= Samuel Bruce Rudall =

Australian politician

Samuel Bruce Rudall (7 March 1859 – 3 January 1945) was a lawyer and politician of the State of South Australia.

==History==
Samuel was the elder surviving son of the John Rudall, the first town clerk of Gawler, and the first solicitor to practise there. Samuel was educated at Mr. Smilie's school in Gawler, then St. Peter's College and trained for the law, serving his articles with his father, then with G. and J. Downer. In 1881 he took over his father's practice, and became town clerk of Gawler, a position be held for 32 years. He was elected to the House of Assembly seat of Barossa for the Liberal Party in November 1906 and held the seat until March 1915, the last three years serving as Chairman of Committees.

From 1885 to 1902 he was a director of James Martin & Co., Ltd., owners of the Phoenix Foundry in Gawler. He was a longtime president of the Gawler Institute, and in 1899 president of the Gawler Literary Society. and three years later he became the first president of the Gawler Union Parliament.
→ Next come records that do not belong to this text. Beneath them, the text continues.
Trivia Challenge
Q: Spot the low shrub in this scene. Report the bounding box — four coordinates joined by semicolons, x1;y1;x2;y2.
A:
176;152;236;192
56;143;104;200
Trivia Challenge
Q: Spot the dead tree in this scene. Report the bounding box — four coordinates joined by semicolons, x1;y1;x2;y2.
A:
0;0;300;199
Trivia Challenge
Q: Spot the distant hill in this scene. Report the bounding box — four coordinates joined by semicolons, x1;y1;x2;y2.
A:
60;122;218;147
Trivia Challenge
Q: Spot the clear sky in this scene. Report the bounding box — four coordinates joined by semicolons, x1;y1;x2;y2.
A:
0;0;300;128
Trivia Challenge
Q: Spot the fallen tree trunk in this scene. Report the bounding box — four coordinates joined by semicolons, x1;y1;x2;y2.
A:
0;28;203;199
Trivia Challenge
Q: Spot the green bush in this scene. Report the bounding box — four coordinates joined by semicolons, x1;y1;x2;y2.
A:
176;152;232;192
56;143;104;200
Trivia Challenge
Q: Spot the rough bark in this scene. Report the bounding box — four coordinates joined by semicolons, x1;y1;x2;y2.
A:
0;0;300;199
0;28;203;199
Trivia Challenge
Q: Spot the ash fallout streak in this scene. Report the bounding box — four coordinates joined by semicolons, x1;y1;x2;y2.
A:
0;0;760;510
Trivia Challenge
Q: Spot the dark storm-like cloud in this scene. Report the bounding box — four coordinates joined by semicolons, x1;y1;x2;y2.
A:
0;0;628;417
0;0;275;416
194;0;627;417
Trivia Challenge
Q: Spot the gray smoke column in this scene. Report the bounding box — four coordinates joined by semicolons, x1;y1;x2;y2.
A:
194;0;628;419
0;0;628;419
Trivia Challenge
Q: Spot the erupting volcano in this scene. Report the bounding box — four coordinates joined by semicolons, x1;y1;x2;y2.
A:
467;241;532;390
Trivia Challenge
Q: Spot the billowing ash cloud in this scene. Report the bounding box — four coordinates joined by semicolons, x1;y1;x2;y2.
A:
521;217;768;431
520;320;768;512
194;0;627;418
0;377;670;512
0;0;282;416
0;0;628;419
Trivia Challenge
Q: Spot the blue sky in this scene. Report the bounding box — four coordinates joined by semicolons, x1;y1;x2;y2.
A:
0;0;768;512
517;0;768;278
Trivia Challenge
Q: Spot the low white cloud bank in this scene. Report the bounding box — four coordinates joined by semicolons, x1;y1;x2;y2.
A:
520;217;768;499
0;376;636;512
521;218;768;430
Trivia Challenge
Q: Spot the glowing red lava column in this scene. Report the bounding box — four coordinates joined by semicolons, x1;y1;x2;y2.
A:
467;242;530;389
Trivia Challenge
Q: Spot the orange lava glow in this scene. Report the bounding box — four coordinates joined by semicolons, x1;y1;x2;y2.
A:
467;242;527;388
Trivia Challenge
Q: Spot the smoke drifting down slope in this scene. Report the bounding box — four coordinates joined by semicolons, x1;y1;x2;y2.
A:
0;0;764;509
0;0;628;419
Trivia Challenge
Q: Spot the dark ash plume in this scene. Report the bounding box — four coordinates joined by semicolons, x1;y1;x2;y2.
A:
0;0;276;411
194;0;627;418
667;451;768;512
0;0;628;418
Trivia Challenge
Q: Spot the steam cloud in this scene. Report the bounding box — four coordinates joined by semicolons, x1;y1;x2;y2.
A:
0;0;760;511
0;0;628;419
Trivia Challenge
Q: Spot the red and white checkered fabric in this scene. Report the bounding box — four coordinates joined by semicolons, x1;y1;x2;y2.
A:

He was a keen Freemason.

==Family==
Rudall married Margaret McNeil of Ashfield, New South Wales ( – 1923) on 18 December 1884. Children were
- Reginald John Rudall (27 September 1885 – 1 January 1955), a South Australian MHA and MLC
- Maude Bryce Rudall of Adelaide.
He married again, to the widow Alice Maria Warren, on 6 October 1923. She was a daughter of H. E. Downer, and owned a country residence "Nara" in Stirling, to which they retired, and where many years later he died, after a long illness.